I have gone through various arguments advanced by proponents of the petitions. It appears to me that the contest is on general matters that have already been determined by the Court. You don’t go to the courts to solve general matters and shape law. For that, you go to the legislature. You go to the court to resolve particular disputes. For the health of the Nation and the rule of law, it is critical that we stop using courts as weapons to resolve general matters and shaping the law but instead view courts as avenues of recourse to resolve limited cases.
I say so because when the Constitutional Court or Supreme Court rules one way, it is likely to rule that way again. So continuing to push a law or policy that contradicts a previous decision essentially is an exercise in futility. A precedent that the court sets effectively is intended to prevent the same issue from arising. If parties are dissatisfied with the decisions of superior courts, the best place for them to go is to the legislature or parliament. The on-going elections present the best avenue to constitute a legislature that could refine policy issues or points of law that are in contention on the eligibility clauses. Otherwise, pushing the court route to resolve policy issues and refining the law is sheer waste of time.
The central issue in the current controversy is whether “held office” and “term of office” mean the same thing. In my view, such a question is a general matter that should be solved by the legislature, and not the courts. What the court produces is not law per se, but a determination on how it interpreted an existing law for the purpose of settling a specific case or controversy. When the same issues and facts arise, they are settled based on that precedent.
In the previous cases, the Concourt generally held a consistent view that “held office” is linked to “term of office”, whereby a term means serving in the office of the president for a continuous period of three to five years. I agree with the court in many respects on this view. A Vice President usually holds the office of the President each time the President is out of jurisdiction.

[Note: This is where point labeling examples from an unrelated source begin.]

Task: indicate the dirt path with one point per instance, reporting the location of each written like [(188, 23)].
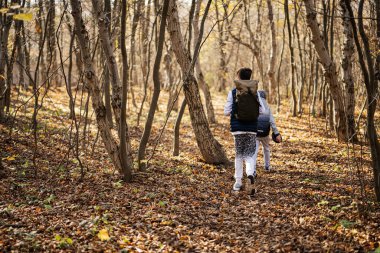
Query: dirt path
[(180, 204)]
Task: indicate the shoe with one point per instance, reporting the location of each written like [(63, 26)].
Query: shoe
[(237, 186)]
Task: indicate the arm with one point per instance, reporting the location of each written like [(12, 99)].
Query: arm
[(228, 105)]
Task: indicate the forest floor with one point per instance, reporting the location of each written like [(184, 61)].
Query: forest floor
[(311, 202)]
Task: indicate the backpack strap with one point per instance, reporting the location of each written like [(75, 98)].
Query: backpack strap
[(262, 94), (234, 95)]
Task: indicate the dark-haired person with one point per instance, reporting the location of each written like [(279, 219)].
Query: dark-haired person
[(244, 132)]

In a five year period or term, a Vice President can hold office of the President for as many times as twenty, depending on the travels out of jurisdiction the President makes. Does such “holding” of office of President by the Vice President disqualify such a Vice President to contest as a presidential candidate in the next election? Was that the intention of the crafters of the Constitution?
What of a President, who, in a single five year term more than twice handed over power to the Vice President, and in that manner more than twice held the office of the President: is that President eligible to contest the next election?
In my view the issues that are being raised at this point are beyond the courts. These are now matter for the legislature to clarify. So, lets not waste court’s time. More fire, lets win the voters on our side.